Hoje percebo que se adequa a mim. À minha eterna busca por mim mesma. A sombra de mim mesma, por nunca encontrar meu próprio caminho…
“Mas foi em teu encalço que mais longamente voei e corri e, se escondia-me de ti, era eu, no entanto, tua melhor sombra: onde quer que tu pousasse, pousei eu também.
Contigo vagueei pelos mundos mais frios e distantes, qual um fantasma a caminhar, por sua vontade, sobre telhados invernais e neve.
Contigo almejei por tudo que é proibido, pelo que há de pior, de mais remoto; e, se alguma virtude possuo, é a de que não temi nenhuma proibição.
Contigo destrocei tudo aquilo que, algum dia, meu coração venerara, derribei todos os marcos de fronteira e ídolos, deixei-me atrair pelos mais perigosos desejos – em verdade, não há delito sobre o qual eu não passasse uma vez.
Contigo desaprendi a fá nas palavras, nos valores e nos grandes nomes. Quando o Diabo muda de pele, não perde, com a pele velha, também o nome? Porque também esse é pele. O próprio Diabo talvez seja – pele.
‘Nada é verdade, tudo é permitido’: assim eu dizia, para animar-me. Nas mais gélidas águas me atirei, com a cabeça e o coração. Ah, quantas vezes não fiquei, por causa disso, nu e vermelho como um camarão!
Ah, onde foram parar todo o bem e todo o pudor e toda a fé nos bons! Ah, para onde foi aquela mendaz inocência que, antigamente, eu possuía, a inocência dos bons e de suas nobres mentiras!
Com demasiada freqüência, corri atrás da verdade, colado aos teus pés; e, então, ela pisou minha cabeça. Às vezes, eu pensava mentir e eis que, somente então, encontrava – a verdade.
Coisas demais se me tornaram claras; agora, nada mais me importa. Nada mais existe que eu ame – como ainda haveria de amar-me a mim mesmo?
‘Viver como me apraz ou não viver de todo’: assim quero, assim quer também o ser mais santo. Mas, ai de mim! Como posso ainda, eu, ter alguma coisa – que me apraza?
Tenho, eu, porventura – ainda um fito? Um porto para o qual ruma a minha vela?
Um bom vento? Ah, somente quem sabe para onde vai sabe, também, que vento é bom e favorável à sua navegação.

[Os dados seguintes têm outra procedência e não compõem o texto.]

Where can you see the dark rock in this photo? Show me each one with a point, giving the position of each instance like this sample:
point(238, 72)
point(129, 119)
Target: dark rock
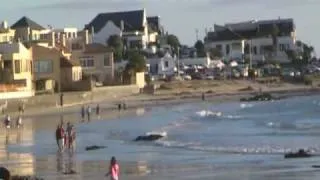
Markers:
point(260, 97)
point(25, 178)
point(70, 172)
point(90, 148)
point(4, 173)
point(152, 137)
point(300, 154)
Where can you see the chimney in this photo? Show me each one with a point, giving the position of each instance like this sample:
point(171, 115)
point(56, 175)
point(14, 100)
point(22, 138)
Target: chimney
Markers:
point(4, 25)
point(92, 30)
point(52, 39)
point(86, 36)
point(63, 39)
point(121, 25)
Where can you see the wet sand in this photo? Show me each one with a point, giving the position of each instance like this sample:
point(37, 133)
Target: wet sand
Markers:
point(53, 167)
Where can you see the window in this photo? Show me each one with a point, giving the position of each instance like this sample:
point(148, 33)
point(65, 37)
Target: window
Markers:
point(43, 66)
point(106, 60)
point(255, 50)
point(17, 68)
point(4, 39)
point(75, 46)
point(86, 61)
point(227, 49)
point(166, 64)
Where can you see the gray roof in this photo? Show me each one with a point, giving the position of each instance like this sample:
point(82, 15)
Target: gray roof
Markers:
point(154, 23)
point(132, 20)
point(252, 29)
point(25, 22)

Que me restou, ainda? Um coração cansado e atrevido; uma vontade inconstante; asas de vôo rasteiro; um espinhaço partido.
Essa procura do meu lar – ó Zaratustra, tu bem o sabes, esta procura foi a minha provação; e me consome.
Onde está – o meu lar? Por ele pergunto e procuro e procurei e não o encontrei. Ó eterno por toda a parte, ó eterno em parte alguma, ó eterno – inutilmente!”